We finally used confocal microscopy of tubulin immuno-staining as a complementary approach to further investigate potential differences between the two types of syncytia. Compared to Syncytin-1 expressing cells, SARS-CoV-2-induced syncytia displayed a flat microtubule signal profile (Fig. 7B and C) from the clustered nuclei towards the syncytium boundaries (Fig. 7D). This flat microtubule signal distribution was detected in 77% of the infected syncytia and only in 20% of Syncytin-induced fused cells (Fig. 7E). In the 80% remaining cells, a gradient was seen, with more tubulin surrounding the nuclei than in the cell boundaries. Thus, in addition to the events captured by HTM, the cytoskeleton is differentially modified in SARS-CoV-2-infected or Syncytin1-induced syncytia. These differences could modulate LD accumulation and mitochondrial redistribution, opening future investigative directions.

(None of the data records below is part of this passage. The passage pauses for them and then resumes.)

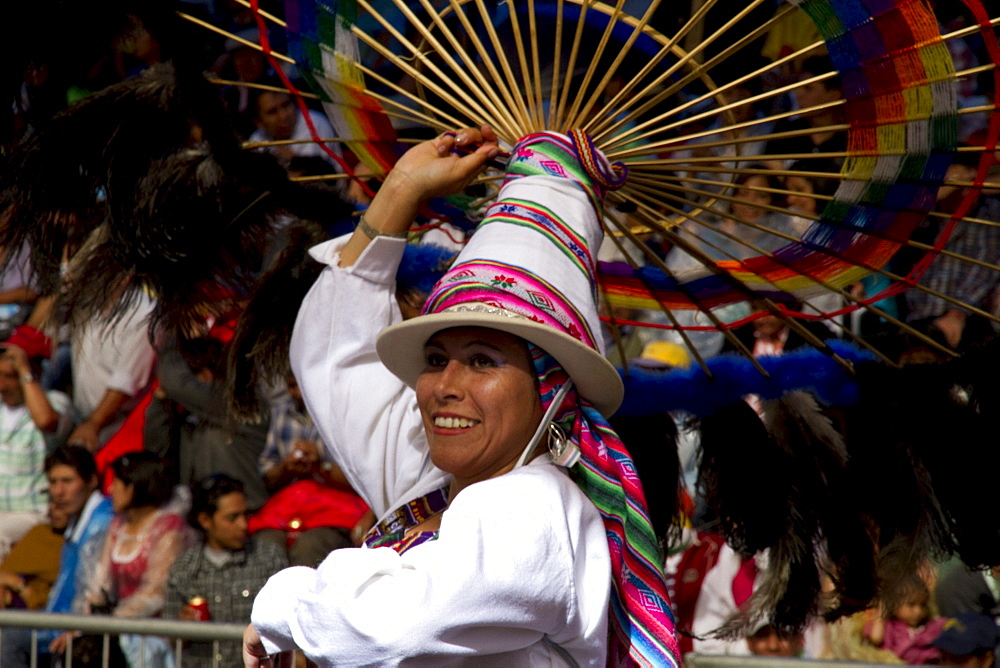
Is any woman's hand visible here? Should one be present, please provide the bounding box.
[340,125,500,267]
[386,125,500,202]
[243,624,271,668]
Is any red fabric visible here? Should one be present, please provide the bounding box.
[670,532,726,656]
[94,380,154,494]
[4,325,52,358]
[250,480,368,533]
[733,557,757,608]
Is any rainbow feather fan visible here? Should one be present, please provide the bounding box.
[285,0,397,176]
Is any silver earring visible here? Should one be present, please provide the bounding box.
[549,422,580,468]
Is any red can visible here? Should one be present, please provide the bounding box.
[188,596,212,622]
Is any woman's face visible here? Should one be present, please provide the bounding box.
[785,176,816,214]
[108,476,135,513]
[731,176,771,223]
[417,327,542,487]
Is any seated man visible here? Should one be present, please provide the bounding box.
[69,294,156,452]
[0,445,114,666]
[0,503,69,610]
[0,327,70,561]
[163,473,288,666]
[252,374,374,568]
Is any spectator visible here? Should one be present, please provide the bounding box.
[79,452,189,668]
[906,153,1000,350]
[764,56,847,171]
[16,445,113,665]
[934,614,1000,668]
[864,575,945,665]
[69,293,156,452]
[254,374,374,567]
[146,336,268,511]
[0,503,69,612]
[934,559,1000,660]
[0,244,38,339]
[0,326,70,560]
[249,90,340,174]
[163,474,288,666]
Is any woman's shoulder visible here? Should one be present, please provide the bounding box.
[451,460,600,522]
[152,511,187,532]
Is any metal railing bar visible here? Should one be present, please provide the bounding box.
[0,610,246,640]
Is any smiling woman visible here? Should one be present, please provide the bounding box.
[244,128,676,666]
[417,327,542,498]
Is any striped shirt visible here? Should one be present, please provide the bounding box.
[0,391,71,512]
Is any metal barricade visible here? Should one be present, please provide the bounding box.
[0,610,246,668]
[684,654,912,668]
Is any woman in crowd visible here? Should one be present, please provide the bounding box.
[87,452,191,668]
[244,128,676,666]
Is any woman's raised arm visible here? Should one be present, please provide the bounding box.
[340,125,499,267]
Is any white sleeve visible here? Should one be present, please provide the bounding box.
[102,295,156,397]
[252,467,610,665]
[290,237,446,517]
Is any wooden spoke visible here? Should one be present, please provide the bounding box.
[176,12,296,65]
[393,0,515,139]
[564,0,628,129]
[583,0,732,136]
[604,190,769,376]
[473,0,531,134]
[354,0,499,133]
[594,0,800,147]
[605,206,712,378]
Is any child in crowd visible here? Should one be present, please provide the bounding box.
[864,575,946,665]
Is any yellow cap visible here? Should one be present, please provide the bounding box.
[639,341,691,369]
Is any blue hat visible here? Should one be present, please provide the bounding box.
[934,613,1000,656]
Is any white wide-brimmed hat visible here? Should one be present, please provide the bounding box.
[376,133,624,415]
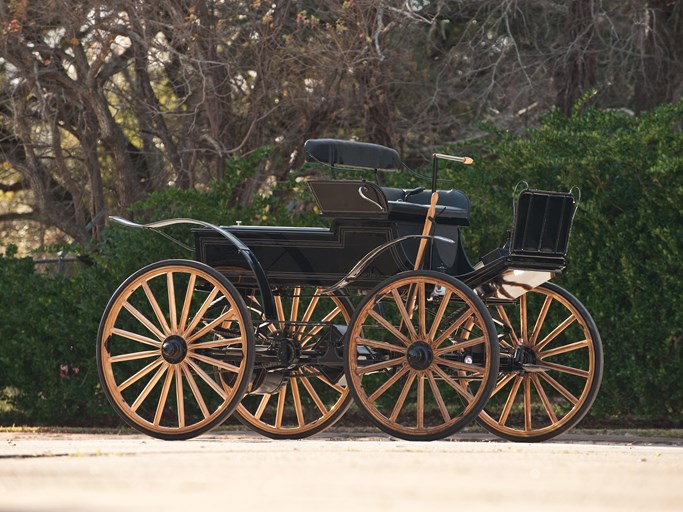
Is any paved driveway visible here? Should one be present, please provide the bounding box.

We demonstrate here that AI-enhanced label-free microscopy holds great promise for the investigation of pathological processes such as virus infection and offers possibilities to quantitative cell biology in general61. The emergence of high-content fluorescence microscopy62 and massively multiplexed labeling methods63 revolutionized our understanding of cells’ systems64, whether they are unperturbed, adapting to changing micro-environments65, or reacting to drug treatments66. Yet, these methods perturb living cells and are not always suited for monitoring fine biological dynamics over long periods of time.

Among currently available label-free techniques, holotomographic microscopy (HTM) produces images whose quality enables effective computer vision solutions20,67. To achieve this aim, it is important to overcome the laborious task of ground truth generation68,69 and to choose the adequate object detection technique, where deep learning is not always the most effective solution. The ground truth that we produced allowed for a U-NET segmentation of simple, large objects like cells, nuclei, or nucleoli, but was poorly suited for the detection of mitochondria that are sparser and thinner objects. A more explicit control of the receptive field in the case of the pixel classification approach, which depends on the blurring steps applied to images before feature extraction, was more adapted for objects spanning only a few pixels only. our work is thus particularly relevant to the field of quantitative mitochondrial biology37,70,71, given the susceptibility of that organelle to phototoxic stress and label-induced perturbations8,72,73.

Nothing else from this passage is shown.